Given a binary search tree, in which any two nodes are swapped. So we need to find those two nodes and swap them back(we need to swap the nodes, not the data)

I tried to do this by making an additional array which has the inorder traversal of the tree and also saves the pointer to each node. Then we just traverse the array and find the two nodes that are not in the sorted order, now these two nodes are searched in the tree and then swapped

So my question is how to solve this problem in O(1) space ?

Answer 1

In order traversal on a BST gives you a traversal on the elements, ordered.
You can use an in-order traversal, find the two out of place elements (store them in two pointers) and swap them back.

This method is actually creating the array you described on the fly, without actually creating it.

Note that however, space consumption is not O(1), it is O(h) where h is the height of the tree, due to the stack trace. If the tree is balanced, it will be O(logn)

Answer 2

Depending on the BST this can be done in O(1).

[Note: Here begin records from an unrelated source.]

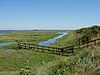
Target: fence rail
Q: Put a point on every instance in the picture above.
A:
(55, 50)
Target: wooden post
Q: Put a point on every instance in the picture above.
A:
(94, 42)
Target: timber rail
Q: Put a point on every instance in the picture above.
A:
(54, 50)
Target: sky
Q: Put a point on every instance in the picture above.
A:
(48, 14)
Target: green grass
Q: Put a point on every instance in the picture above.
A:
(14, 60)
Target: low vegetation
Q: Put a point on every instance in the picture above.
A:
(85, 61)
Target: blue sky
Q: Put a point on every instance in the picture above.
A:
(48, 14)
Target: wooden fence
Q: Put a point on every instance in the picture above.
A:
(54, 50)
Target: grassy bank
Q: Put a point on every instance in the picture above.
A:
(28, 37)
(12, 61)
(85, 61)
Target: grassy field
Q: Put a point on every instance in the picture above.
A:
(28, 37)
(12, 61)
(84, 61)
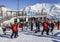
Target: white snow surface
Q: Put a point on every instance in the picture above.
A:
(29, 36)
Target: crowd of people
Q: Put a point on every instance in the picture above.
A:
(47, 26)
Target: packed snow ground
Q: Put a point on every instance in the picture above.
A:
(30, 36)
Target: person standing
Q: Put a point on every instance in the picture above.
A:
(4, 29)
(31, 26)
(45, 28)
(14, 31)
(52, 27)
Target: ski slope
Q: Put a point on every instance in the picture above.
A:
(30, 36)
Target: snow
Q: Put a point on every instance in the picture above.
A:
(51, 9)
(30, 36)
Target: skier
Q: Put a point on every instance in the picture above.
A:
(52, 27)
(31, 26)
(4, 29)
(14, 31)
(37, 23)
(45, 28)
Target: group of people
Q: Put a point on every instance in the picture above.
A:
(47, 26)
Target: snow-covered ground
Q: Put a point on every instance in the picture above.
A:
(30, 36)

For instance, if the nodes of the tree have a pointer back to their parents you can use the implementation described in the nonRecrusiveInOrderTraversal section of the Wikipedia page for Tree_traversal.

As another possibility, if the BST is stored as a 1-dimensional array, instead of with pointers between nodes, you can simply walk over the array (and do the math to determine each node's parent and children).

While doing the traversal/walk, check to see if the current element is in the correct place.

If it isn't, then you can just see where in the tree it should be, and swap with the element in that location. (take some care for if the root is in the wrong place).

Answer 3

We can modified the isBST() method as below to swap those 2 randomly swapped nodes and correct it.

/* Returns true if the given tree is a binary search tree
 (efficient version). */
int isBST(struct node* node)
{
  struct node *x = NULL;
  return(isBSTUtil(node, INT_MIN, INT_MAX,&x));
}

/* Returns true if the given tree is a BST and its
   values are >= min and <= max. */
int isBSTUtil(struct node* node, int min, int max, struct node **x)
{

  /* an empty tree is BST */
  if (node==NULL)
     return 1;

  /* false if this node violates the min/max constraint */
  if (node->data < min || node->data > max) {
     if (*x == NULL) {
        *x = node;//same the first incident where BST property is not followed.
     }
     else {
        //here we second node, so swap it with *x.
        int tmp = node->data;
        node->data = (*x)->data;
        (*x)->data = tmp;

     }
     //return 0;
     return 1;//have to return 1; as we are not checking here if tree is BST, as we know it is not BST, and we are correcting it.
  }
  /* otherwise check the subtrees recursively,
   tightening the min or max constraint */
  return
    isBSTUtil(node->left, min, node->data-1, x) &&  // Allow only distinct values
    isBSTUtil(node->right, node->data+1, max, x);  // Allow only distinct values
}